This technique is based on a physical law: all materials are emitting an energy radiation in function of their temperature. They emit infrared waves measured by cameras equipped with sensors. Thanks to a digital model, the cameras generate images where each color corresponds to a given temperature. Widely used to reveal heat loss in poorly insulated homes, it allows locating the presence of defects in buildings. Thus, a cold air current will be represented in blue, whereas a heat source in red. These specialized cameras are also capable of quantifying the emissivity of materials. No materials absorb, transmit, nor reflect radiation in the same manner...


Modulated Thermography
Infrared thermography is commonly used in the aerospace industry for the nondestructive testing of materials. The measurement principle is as follows: the material, the object or the test structure is heated slightly at first. If an internal, therefore non-visible, anomaly is present, the corresponding thermal signature reveals its presence by slight surface temperature differences. This signature is not instantly measurable, but appears after a given time in function of the depth of the anomaly and its own characteristics. Thermal measurements are performed by an infrared camera which records the changes of the surface temperature in the form of thermal images versus time. A number of techniques are available to then improve the thermal images obtained, detecting and characterizing defects. Similarly, various heating techniques also exist to stimulate the object or the test structure.
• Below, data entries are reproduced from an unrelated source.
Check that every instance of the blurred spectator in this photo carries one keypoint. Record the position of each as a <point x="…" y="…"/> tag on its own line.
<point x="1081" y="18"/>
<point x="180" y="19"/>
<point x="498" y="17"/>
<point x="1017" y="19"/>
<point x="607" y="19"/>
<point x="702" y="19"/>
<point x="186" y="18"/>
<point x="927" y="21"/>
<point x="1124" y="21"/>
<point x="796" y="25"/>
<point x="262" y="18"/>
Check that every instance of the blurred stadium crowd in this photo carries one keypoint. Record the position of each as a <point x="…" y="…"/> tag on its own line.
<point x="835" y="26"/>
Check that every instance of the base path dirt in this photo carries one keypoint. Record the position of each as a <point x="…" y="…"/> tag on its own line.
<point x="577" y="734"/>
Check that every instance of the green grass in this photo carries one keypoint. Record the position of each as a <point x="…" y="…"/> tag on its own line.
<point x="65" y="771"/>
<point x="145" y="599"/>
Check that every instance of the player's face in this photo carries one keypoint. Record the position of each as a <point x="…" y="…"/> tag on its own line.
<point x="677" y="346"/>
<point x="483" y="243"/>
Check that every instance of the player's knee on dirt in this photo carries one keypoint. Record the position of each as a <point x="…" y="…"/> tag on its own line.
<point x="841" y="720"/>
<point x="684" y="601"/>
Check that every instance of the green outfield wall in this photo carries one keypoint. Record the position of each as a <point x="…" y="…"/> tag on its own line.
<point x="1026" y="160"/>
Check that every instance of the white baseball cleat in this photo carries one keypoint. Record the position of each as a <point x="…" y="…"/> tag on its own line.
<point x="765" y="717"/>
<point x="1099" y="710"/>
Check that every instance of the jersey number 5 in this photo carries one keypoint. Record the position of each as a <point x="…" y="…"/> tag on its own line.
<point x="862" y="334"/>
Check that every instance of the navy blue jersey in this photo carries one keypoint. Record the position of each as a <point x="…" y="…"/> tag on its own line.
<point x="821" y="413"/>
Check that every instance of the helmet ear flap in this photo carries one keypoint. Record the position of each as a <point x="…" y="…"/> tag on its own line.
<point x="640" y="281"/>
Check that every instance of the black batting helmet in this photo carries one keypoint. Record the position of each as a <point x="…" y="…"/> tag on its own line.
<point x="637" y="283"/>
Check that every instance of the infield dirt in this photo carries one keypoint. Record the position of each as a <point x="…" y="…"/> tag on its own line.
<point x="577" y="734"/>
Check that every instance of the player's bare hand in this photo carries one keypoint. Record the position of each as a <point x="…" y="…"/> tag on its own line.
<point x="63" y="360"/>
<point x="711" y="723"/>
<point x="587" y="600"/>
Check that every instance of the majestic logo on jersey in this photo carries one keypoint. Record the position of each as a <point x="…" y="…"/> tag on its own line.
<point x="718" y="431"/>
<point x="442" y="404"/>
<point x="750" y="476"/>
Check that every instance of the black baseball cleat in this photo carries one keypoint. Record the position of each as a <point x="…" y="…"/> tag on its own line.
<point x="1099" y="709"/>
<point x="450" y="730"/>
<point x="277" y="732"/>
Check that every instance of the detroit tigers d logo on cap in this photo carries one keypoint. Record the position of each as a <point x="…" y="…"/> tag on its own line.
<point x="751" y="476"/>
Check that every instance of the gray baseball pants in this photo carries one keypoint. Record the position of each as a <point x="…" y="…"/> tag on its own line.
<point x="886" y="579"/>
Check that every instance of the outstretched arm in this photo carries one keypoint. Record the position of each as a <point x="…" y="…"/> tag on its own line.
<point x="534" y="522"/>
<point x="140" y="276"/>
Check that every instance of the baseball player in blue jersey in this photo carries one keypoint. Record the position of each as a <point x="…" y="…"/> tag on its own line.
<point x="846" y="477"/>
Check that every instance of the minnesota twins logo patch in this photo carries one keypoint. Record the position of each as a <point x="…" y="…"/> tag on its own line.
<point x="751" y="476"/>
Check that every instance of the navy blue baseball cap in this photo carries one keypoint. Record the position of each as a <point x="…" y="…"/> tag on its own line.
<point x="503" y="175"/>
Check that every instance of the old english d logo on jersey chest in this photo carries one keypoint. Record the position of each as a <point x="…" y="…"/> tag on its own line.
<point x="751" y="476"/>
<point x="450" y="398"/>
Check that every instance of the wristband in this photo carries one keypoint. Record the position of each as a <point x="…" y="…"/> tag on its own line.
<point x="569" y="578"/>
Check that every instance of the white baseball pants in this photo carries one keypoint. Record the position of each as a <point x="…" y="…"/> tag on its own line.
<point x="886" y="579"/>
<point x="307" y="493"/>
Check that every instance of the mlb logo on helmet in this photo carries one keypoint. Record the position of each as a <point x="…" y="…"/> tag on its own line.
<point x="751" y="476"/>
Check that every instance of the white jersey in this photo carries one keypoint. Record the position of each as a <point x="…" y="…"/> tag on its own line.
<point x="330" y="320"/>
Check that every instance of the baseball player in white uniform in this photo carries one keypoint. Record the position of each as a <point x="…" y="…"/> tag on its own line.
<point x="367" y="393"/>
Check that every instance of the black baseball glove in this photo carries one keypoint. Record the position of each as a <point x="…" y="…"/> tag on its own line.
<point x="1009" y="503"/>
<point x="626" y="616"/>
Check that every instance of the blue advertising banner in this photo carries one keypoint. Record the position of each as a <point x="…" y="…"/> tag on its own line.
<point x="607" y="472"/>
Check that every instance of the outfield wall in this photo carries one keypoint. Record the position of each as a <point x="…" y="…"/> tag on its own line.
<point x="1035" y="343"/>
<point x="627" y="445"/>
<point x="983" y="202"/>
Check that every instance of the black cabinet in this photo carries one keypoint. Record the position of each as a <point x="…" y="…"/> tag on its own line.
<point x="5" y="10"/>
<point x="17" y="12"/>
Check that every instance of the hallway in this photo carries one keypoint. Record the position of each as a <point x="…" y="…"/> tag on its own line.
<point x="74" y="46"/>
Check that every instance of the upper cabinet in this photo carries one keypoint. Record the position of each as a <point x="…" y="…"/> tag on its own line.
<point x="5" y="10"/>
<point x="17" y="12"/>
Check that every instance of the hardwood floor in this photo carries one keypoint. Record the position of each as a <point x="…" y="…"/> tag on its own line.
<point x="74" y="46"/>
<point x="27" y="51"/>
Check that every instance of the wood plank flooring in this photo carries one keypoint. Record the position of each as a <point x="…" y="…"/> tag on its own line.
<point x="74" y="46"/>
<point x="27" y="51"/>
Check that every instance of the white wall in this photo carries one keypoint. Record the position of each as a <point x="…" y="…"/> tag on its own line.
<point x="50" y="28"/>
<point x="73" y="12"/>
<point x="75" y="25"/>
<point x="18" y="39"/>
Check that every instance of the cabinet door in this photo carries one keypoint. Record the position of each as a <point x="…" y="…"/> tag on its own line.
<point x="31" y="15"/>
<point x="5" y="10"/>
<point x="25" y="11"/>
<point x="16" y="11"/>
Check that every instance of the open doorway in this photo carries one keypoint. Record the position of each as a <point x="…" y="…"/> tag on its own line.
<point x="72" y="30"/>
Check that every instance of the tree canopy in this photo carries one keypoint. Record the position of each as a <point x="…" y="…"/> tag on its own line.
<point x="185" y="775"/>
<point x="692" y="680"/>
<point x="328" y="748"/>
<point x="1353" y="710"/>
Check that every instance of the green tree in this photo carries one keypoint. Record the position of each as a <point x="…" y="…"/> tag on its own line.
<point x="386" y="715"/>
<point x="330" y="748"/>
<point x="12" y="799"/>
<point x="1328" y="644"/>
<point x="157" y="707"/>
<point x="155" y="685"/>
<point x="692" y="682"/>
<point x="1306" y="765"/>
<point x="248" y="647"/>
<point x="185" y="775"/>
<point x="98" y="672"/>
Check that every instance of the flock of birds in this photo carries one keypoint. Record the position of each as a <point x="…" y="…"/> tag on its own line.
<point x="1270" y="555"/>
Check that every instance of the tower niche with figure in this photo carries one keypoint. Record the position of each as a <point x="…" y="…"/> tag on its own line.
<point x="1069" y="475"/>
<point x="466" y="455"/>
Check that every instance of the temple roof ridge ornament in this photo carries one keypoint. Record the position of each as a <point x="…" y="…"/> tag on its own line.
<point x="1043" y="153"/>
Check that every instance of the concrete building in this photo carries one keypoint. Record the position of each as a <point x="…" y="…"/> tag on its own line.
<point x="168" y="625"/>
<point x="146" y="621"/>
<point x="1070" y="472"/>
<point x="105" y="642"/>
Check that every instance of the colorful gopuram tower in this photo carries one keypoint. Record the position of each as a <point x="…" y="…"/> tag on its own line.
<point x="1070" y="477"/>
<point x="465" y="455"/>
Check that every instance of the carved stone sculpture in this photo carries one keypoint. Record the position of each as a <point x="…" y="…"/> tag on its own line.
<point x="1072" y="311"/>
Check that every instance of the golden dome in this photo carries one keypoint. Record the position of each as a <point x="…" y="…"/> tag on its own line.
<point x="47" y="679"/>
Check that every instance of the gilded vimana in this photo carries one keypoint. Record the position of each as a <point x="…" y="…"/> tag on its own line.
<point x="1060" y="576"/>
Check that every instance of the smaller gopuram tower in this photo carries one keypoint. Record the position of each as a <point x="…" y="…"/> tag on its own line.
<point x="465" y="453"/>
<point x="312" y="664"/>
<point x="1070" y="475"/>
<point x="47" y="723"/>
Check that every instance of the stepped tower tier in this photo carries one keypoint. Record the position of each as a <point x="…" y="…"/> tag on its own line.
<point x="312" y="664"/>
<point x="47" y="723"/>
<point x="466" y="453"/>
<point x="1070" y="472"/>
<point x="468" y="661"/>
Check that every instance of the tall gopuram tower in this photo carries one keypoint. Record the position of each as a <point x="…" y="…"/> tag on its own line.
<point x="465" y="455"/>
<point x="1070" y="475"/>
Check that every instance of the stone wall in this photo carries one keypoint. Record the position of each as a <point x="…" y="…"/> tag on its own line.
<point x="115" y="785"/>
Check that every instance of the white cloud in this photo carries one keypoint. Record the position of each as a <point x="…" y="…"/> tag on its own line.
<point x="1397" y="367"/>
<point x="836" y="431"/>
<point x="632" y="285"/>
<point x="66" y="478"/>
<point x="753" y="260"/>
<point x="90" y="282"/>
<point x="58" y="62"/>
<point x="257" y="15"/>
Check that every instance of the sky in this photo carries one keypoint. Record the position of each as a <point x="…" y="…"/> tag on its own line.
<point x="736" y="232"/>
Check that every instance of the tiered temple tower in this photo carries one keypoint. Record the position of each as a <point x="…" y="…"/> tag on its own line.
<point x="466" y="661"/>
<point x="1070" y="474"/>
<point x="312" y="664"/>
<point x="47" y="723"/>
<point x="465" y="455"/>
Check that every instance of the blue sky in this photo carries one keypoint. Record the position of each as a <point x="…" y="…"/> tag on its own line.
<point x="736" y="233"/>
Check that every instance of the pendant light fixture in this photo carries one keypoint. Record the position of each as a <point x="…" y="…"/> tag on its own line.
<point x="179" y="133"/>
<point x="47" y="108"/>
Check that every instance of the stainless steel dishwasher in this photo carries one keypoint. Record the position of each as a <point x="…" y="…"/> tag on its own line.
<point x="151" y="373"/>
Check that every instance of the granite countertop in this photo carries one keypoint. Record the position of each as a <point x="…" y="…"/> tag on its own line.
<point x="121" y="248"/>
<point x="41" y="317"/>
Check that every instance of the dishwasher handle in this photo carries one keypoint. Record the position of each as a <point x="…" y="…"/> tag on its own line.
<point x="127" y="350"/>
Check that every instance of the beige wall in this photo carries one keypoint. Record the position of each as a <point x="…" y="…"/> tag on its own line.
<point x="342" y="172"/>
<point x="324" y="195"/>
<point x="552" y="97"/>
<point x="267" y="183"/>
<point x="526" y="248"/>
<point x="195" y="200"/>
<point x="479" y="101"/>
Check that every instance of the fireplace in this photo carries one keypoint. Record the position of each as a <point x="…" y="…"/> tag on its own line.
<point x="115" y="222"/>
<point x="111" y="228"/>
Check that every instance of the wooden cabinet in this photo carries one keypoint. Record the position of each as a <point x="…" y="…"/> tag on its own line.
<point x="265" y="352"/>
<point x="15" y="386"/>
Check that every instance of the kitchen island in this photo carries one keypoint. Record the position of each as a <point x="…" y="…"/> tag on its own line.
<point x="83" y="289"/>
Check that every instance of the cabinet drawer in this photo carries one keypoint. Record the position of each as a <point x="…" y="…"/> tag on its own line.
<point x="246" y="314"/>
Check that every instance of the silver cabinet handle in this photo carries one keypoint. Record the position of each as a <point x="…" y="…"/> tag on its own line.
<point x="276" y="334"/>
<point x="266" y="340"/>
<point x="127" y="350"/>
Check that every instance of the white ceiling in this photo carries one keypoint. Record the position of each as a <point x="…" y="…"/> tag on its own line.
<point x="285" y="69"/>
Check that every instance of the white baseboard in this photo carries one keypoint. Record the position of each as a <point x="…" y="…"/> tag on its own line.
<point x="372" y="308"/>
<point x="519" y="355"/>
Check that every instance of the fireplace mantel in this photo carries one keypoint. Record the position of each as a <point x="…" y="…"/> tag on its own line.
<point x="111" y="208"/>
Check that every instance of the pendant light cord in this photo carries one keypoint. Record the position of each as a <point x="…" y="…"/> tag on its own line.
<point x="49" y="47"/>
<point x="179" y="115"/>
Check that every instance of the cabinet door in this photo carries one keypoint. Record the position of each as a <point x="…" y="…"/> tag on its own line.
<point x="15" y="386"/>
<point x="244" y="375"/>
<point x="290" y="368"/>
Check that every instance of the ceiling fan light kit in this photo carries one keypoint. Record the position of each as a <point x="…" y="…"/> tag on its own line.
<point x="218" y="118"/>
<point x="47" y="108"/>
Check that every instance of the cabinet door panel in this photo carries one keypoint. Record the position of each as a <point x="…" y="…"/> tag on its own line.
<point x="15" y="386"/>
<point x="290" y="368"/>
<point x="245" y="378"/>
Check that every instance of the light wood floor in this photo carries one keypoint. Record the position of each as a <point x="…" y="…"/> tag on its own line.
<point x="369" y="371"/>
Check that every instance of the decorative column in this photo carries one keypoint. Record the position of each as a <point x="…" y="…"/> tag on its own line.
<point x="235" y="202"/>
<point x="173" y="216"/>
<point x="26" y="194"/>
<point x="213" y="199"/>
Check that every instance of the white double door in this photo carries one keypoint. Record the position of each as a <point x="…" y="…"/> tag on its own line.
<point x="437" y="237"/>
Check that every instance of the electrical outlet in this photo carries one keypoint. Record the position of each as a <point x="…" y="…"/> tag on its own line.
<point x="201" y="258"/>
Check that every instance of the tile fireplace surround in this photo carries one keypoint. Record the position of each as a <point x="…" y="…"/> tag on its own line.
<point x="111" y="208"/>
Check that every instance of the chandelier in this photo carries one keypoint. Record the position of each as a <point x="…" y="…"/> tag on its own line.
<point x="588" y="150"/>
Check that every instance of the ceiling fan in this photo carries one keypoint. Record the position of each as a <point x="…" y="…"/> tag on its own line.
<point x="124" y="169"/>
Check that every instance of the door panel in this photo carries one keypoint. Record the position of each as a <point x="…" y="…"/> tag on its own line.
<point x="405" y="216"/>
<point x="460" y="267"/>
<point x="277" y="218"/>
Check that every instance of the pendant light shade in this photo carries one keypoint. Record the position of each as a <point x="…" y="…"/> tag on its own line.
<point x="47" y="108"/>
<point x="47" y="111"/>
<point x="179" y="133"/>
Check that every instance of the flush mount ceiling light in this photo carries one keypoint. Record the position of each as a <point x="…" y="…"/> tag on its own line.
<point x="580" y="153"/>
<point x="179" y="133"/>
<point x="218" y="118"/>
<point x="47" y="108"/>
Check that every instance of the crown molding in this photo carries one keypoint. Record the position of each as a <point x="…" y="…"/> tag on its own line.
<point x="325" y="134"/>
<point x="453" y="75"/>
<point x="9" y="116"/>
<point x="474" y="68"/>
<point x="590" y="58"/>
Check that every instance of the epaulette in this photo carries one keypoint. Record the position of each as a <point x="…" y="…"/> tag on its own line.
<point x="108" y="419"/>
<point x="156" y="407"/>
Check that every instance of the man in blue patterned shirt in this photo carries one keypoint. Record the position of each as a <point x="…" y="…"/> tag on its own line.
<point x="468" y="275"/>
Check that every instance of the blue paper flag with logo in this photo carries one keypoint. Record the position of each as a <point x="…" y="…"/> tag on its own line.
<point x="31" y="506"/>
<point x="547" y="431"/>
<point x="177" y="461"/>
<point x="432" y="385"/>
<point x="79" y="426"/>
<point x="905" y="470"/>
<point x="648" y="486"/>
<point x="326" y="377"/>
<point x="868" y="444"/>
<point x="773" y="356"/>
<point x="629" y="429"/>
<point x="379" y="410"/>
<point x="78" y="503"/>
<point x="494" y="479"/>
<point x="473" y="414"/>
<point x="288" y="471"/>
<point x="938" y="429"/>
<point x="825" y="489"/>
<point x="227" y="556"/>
One of these techniques consists in modulating the heating source repeatedly in a predetermined pattern (e.g. a sinus) and record the thermal response obtained with the infrared camera. The recorded images are then processed (e.g., Fourier transform) and reduced to a single image that condenses all the information related to the internal defects of the object. In the case of large objects such as a building, the solar radiation is an interesting modulated heat source, offering natural periodic variations over a large area (for example the daily cycle: day / night). Interestingly, the slower will be the periodic variation of the heating, the deeper will the generated thermal wave penetrate into the material. Thus, a thermal wave generated by a day / night cycle is able to probe several centimeters in a concrete wall, while the thermal shock caused by the annual cycle of seasons (hot temperature in summer and cold in winter) generate heat waves penetrating deeper. That’s why the annual seasonal variations in temperature are the preferred approach to the study of the Pyramids in search of possible internal cavities near their surface.


Muons Detection
Muons come from the upper layers of Earth’s atmosphere where they were created from collisions between cosmic rays of our Galactic environment and the nuclei of atoms in the atmosphere. They fall to the ground at nearly the speed of light with a constant rate of about 10,000 per m2 per minute. As for the X-rays passing through our bodies allowing to visualize our skeleton, these elementary particles, like heavy electrons, can very easily pass through any structure, even large and thick rocks, such as mountains. Detectors, placed at appropriate places (e.g. inside the pyramid, under a possible yet undetected chamber) allow, by accumulation of muons over time, to discern the void areas (that muons crossed without problem) from denser areas where some of them were absorbed or deflected. The difficult aspect of this technique is to create highly sensitive detectors - either gels like the ones used for silver prints 18 or scintillators. Then to accumulate enough data (in several days or months) to emphasize the contrasts. Muons radiography is now frequently used for the observation of volcanoes, including research teams from the University of Nagoya. More recently KEK developed a detection approach based on electronic scintillators which are resistant to nuclear radiation, unlike chemical emulsions, in order to scan inside the Fukushima nuclear plant reactors.


Photogrammetry and Laser
Dahshur and Giza plateau reconstructed in 3D, with all their monuments, pyramids, temples, Sphinx... To achieve this ambitious goal, Yves Ubelmann of Iconem will combine two technologies: photogrammetry and drones!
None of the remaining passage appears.